We happened to pick a significant cultural issue, same-sex marriage,
to test media effects. The effects are minimal in our case because peoples
strong feelings about this particular issue probably overshadow the influence of the media they use. Studies that examine the effects of media on
other issues, such as the sense of privacy or global warming, might produce
weaker effects or associations. Such differences illustrate the point made by
cultural scholars such as Schudson (1989) that the issue of media effects
needs to be investigated in a more intricate and less direct way.
Another contribution this study has made is that it, at least indirectly,
challenges the consensus among critical/cultural studies that the mass media
in general, and television in particular, tend to be conservative and oppressive because they reinforce the political status quo, oppress members of
minorities (including lesbians and gay men) and women, and ultimately
promote hegemony (Altschull, 1995; Entman & Rojecki, 2000; Gitlin, 1980;
Gross, 2001; Gross & Woods, 1999; Lin, 1997; Ringer, 1994). We understand
it is probably unfair to make this very broad generalization about those
studies. However, we believe those studies share a somewhat negative view
toward the media in general.
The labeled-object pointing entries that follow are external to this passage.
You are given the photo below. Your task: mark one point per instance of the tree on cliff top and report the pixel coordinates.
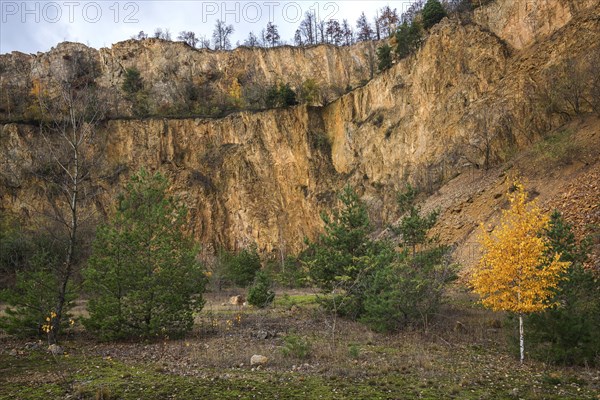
(433, 12)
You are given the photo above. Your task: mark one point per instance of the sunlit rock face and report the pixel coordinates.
(264, 177)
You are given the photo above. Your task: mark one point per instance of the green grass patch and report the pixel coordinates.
(39, 376)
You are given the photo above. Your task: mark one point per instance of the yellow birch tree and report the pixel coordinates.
(516, 273)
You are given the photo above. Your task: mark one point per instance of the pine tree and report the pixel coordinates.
(272, 34)
(516, 273)
(363, 28)
(413, 227)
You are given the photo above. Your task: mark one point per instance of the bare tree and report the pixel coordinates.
(321, 28)
(188, 37)
(308, 28)
(377, 25)
(334, 32)
(347, 32)
(160, 34)
(221, 35)
(68, 160)
(388, 20)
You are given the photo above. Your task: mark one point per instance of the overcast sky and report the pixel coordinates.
(32, 26)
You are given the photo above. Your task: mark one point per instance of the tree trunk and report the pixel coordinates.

In the case of same-sex marriage, our data
show that television and blog viewing is associated with a progressive attitude. Therefore, future studies are urged to explore whether television and
other mass media can be used to promote socially progressive agendas.
Advocates for same-sex marriage might find our findings useful. They
may be able to solicit potential supporters by using the right kind of mass
media. Options include advertising on political talk shows on television
as well as magazines that are popular among those who are interested in
politics. Their ads can also direct their potential supporters to web blogs.